A shared interest in technology and beer brought Greg Avola and Tim Mather together on Twitter, but long hours and late nights helped make their mobile beer app, Untappd, the hit it is today.
Millions of beer drinkers around the globe rely on Untappd to rate, review and share beer recommendations.
The app began as a side project for the duo, who live on opposite coasts. Now, the business is large enough that the pair left their day jobs to focus on it full-time.
"We thought about industries that were inherently social, but not yet in a real-time digital fashion," said Avola, reflecting on the origin of their project. "We looked at it as an educational platform, merged with the idea of drinking with someone who is right there with you even if they are anywhere else around the world."
The goal was to create a beer-centric version of another app that was popular at the time, Foursquare. But instead of checking into a location, users "check into" a beer.
Launched in the fall of 2010, Untappd arrived as thousands of new brewers and their many thousands more new beers would hit the market. Today, Untappd has 3.2 million users who rely on it to keep track of an even more crowded craft beer market.
Avola, who lives in New York and serves as the company's chief technical officer, studied computer science and has a master's degree in IT. He built the site and its applications and handles all the back-end operations. Mather, who lives in Los Angeles, is the company's CEO.
While Avola wrote plenty of code in school, applying those lessons in the real world proved to be an education of its own.
"They don't really teach how to scale at this level when you're in school," said Avola. "They teach you to build queries for 100 people, not millions of people, so it was kind of a trial-and-error situation for us."
As the site grew quickly, Avola and Mather worked to keep pace and managed to succeed to such an extent that all but the most loyal users didn't realize it was just two guys working in their spare time. But there were some painful points along the way.
In its first couple years, the app often struggled to keep up with heavy traffic loads on Thursday, Friday and Saturday nights.
"I remember flying out to a conference once, and it was a Thursday night and the whole app crashed," he recalled. "My plane was delayed on the tarmac and I couldn't access the Wi-Fi to fix the problem and it was a real mess."

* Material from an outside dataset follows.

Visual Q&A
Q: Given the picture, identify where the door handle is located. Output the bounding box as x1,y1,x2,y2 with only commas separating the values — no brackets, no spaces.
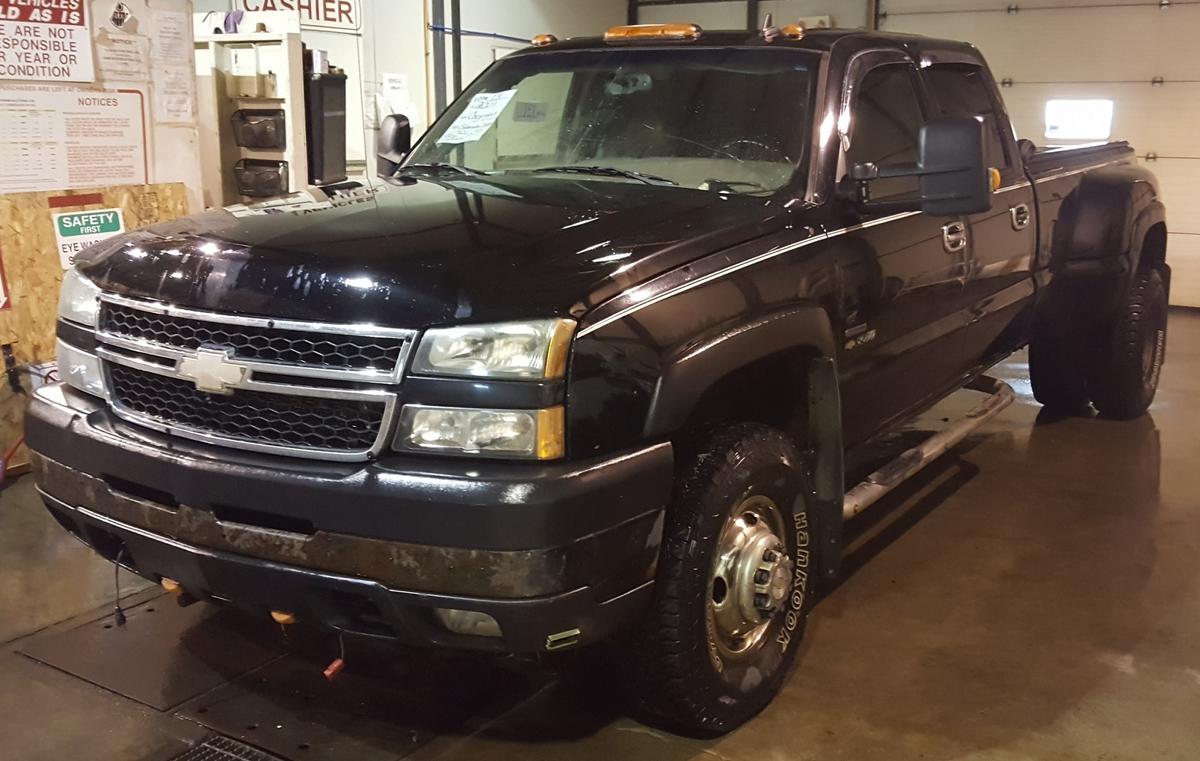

Avola and Mather fought through the growing pains and ultimately worked to re-engineer the entire site to reduce crashes caused by large crowds in peak hours.
It wasn't just keeping up with the app's rapid growth. Both Untappd founders still had their full-time careers and families to support.
Avola would spend his days in the IT department at ABC News and his nights working to keep his passion project running smoothly.
"I had a strict rule where I was not going to do Untappd stuff at work, so time management outside of work became the biggest thing that we used to work on," he said.
Learning to prioritize the site's many needs was key, said Avola.
"We really focused on making sure we did the right thing at the right time. We had such limited time that we didn't waste it with things that weren't important, and that's kind of what it all came down to," he said.
Avola logged plenty of late nights, but with his supportive wife and a boss that was a "huge Untappd" fan, the app continued to grow — largely by word of mouth, since there was no marketing budget.
"I love walking into a bar, seeing someone I don't know checking their beer into Untappd and sharing with friends," he said. "That shows me we did something right and created something people will want to engage with for awhile."
In February of this year, Untappd merged with Next Glass, a wine and beer identification and recommendation app, and Untappd now operates as a Next Glass unit. This also allowed both Avola and Mather to quit their full-time jobs to focus solely on Untappd.
Among the first initiatives was the recently launched Untappd for Business, which allows bars and restaurants who pay for the service to share and update beer lists in the app and receive data and analytics on customer demographics.
"It's a thing we've built from the ground up, and from the very beginning been very humble about it, and all of sudden now we're getting the opportunity to give it the attention it deserves," said Avola. "To now be able to go to work and say I'm the CTO of Untappd, and it's not just a side project, it's a real full-time job, is a dream come true."